The Martha’s Vineyard Museum’s exhibit “Percy E. Cowen: My Own Dearest Jane” takes us back to an era before texting, apps, and websites fed us the news from the world and loved ones 24 hours a day.
The show tells the story of one man, his artistry as a successful magazine illustrator and maritime painter … and a genuine love for his Vineyard wife, Jane. This exhibition features artwork on loan from Cowen’s family, including his richly illustrated WWI correspondence, lovingly preserved for more than 100 years.
Born in New Bedford in 1888, Percy was already a successful magazine illustrator in New York City for the likes of Putnam’s and Harper’s by his early 20s. Samples of his paintings for magazine covers and inside illustrations hang in the gallery. Looking carefully, you see that the images differ from fine art. For the covers, Percy left large swathes of space for the magazine title and other text, and the black-and-white interior illustrations sometimes softened out at the edges, as was the style of the day.
Regardless of their final location in the magazine, Percy’s illustrations brim with life. He often painted from life as well as photographs, particularly for action-oriented scenes where he had to convey his model mid-motion. Chief curator Bonnie Stacy has included some of the photographs Cowen used as the basis for his illustrations. Comparing the black-and-whites to Cowen’s renderings reveals his artistic choices, in terms of what to include or leave out, and subtle changes that make all the difference in creating more dynamic compositions.
Among the photos are those of Cowen in various positions that he took to get precisely the pose he wanted for his illustrations. Speaking about Cowen’s drawings for magazine stories, Stacy said, “He had a really good feeling for how to bring them to life.”
Cowen and some friends came to vacation in Chilmark around 1915, where he met Jane Look, who came from an old Vineyard family. An entire section of his illustrated lighthearted courtship correspondence to her reveals an immensely amusing wit. We see images of him running for the Friday afternoon ferry on his commute from New York, a goofy-looking fisherman reeling up a rubber boot, and the artist in his New York bed dreaming of an idyllic Chilmark home.
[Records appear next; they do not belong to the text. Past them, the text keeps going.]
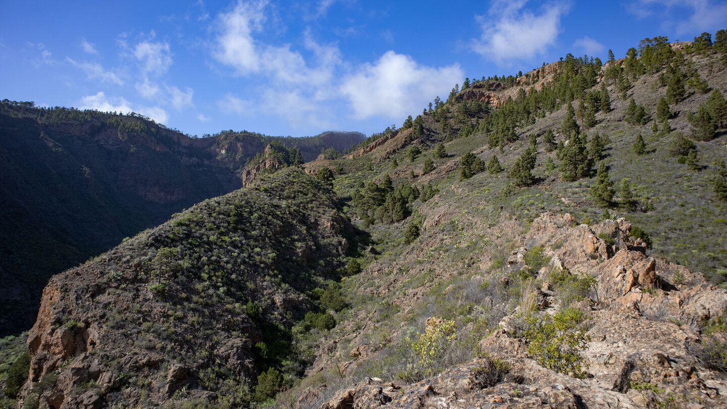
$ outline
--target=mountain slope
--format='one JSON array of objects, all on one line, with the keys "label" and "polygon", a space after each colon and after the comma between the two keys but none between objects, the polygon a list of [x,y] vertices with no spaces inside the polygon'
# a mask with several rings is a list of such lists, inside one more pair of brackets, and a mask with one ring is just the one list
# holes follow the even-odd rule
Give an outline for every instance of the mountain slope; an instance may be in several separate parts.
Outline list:
[{"label": "mountain slope", "polygon": [[235,171],[270,142],[300,145],[310,160],[361,138],[326,132],[276,138],[230,131],[193,138],[138,116],[4,101],[0,282],[8,290],[0,295],[0,333],[32,325],[51,274],[241,187]]},{"label": "mountain slope", "polygon": [[262,370],[300,365],[290,330],[316,309],[308,294],[337,277],[353,245],[337,206],[324,185],[289,169],[55,276],[28,335],[25,399],[249,404]]}]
The couple married in 1918, just three weeks before Cowen went to war. The illustrations on the letters he wrote home to Jane have a very different feel. Shipped to France in July 1918, part of his task with the 301st Engineers was making maps and signs, among other assignments he could not share with Jane because of military secrecy.
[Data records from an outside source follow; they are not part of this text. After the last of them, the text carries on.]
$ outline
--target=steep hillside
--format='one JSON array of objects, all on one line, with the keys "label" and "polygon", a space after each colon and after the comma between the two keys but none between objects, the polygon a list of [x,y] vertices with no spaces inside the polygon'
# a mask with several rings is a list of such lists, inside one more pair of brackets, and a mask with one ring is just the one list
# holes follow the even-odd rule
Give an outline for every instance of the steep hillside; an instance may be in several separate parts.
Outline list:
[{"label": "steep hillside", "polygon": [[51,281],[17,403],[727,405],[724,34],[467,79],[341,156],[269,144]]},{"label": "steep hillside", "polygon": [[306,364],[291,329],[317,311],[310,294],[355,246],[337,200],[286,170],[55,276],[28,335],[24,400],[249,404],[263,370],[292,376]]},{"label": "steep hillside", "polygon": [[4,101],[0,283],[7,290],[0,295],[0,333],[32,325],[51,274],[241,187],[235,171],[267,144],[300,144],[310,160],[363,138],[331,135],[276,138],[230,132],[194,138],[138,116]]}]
Cowen typically wrote twice a week when he was out, making drawings on the top or bottoms of the blank pages, which he filled when returning to his quarters. Among the many images, we see village scenes, bombed-out buildings, soldiers distributing food to children, and tents in a military camp. He wrote dozens of letters during his year away, only sharing information about being under attack or an influenza outbreak after the fact, for fear of worrying his beloved wife at home.
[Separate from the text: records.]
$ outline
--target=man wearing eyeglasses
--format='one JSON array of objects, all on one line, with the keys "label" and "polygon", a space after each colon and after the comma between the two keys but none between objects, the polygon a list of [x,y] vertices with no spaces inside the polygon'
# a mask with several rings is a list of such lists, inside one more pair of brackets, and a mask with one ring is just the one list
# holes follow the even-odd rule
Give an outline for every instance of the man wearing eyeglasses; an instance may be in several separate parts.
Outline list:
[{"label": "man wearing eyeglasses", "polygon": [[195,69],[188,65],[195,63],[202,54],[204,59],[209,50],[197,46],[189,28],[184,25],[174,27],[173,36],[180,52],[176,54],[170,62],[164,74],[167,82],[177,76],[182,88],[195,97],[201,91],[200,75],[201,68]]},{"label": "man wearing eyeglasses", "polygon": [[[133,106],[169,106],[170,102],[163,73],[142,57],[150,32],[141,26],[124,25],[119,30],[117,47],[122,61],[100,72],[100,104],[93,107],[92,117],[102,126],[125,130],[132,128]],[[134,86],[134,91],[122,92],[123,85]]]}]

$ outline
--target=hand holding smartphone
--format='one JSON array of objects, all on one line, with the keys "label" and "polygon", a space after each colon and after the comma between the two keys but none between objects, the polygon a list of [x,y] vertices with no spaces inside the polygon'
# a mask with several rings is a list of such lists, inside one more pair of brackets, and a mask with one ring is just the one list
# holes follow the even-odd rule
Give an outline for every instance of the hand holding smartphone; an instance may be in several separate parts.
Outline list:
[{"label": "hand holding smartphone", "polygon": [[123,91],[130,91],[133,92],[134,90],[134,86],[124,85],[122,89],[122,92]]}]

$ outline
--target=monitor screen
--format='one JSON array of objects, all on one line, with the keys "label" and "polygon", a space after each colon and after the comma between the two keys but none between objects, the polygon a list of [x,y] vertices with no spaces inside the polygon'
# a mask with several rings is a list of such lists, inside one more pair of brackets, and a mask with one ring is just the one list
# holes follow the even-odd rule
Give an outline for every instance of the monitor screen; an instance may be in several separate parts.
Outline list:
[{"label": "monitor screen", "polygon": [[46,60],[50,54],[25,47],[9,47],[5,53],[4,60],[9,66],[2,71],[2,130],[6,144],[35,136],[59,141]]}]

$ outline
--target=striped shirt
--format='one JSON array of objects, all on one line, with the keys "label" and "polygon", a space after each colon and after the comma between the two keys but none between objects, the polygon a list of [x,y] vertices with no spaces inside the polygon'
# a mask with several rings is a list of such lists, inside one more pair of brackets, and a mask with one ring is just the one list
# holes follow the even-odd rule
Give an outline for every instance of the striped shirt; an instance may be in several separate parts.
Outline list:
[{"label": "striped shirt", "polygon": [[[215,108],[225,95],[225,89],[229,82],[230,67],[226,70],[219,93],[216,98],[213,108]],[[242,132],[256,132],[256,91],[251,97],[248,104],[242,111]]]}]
“One of the things he often said in his letters was, ‘When I get home, I can see these and tell you all about these places,’” Stacy shares. “He couldn’t share everything he knew because of censorship during wartime.”
Although World War I lasted only another four months after Cowen arrived, he remained overseas until 1919, not returning home to Jane until close to their first wedding anniversary.
At that point, the couple summered in Menemsha, and lived in Connecticut the rest of the year, where Cowen commuted to New York for work. He also began experimenting with less commercial art, and moved toward landscape painting. The examples in the show reveal a new direction, with different brushwork, subtler colors, and more atmosphere. He, in fact, befriended Thomas Hart Benton, and the two did some painting together.
Sadly, Cowen died from cancer just four years after returning home. The first signs had shown up during his Army unit’s 200-mile march from France to Germany, where chafing from the heavy pack he carried revealed the first sign of the disease that would eventually kill him, despite radium treatments and surgery that proved to no avail.
Stacy reflects, “I would love it if people could understand how much good work is forgotten. Cowen is a good example. He is definitely not a household name anymore. How many more artists could there be who, for one reason or another, we don’t remember? Maybe for those of us who are more familiar with artists on the Vineyard or anywhere, it’s a surprise to find really good art by someone you’ve never heard of.”
We are also left wondering what more Cowen himself would have done had his life not been cut so short.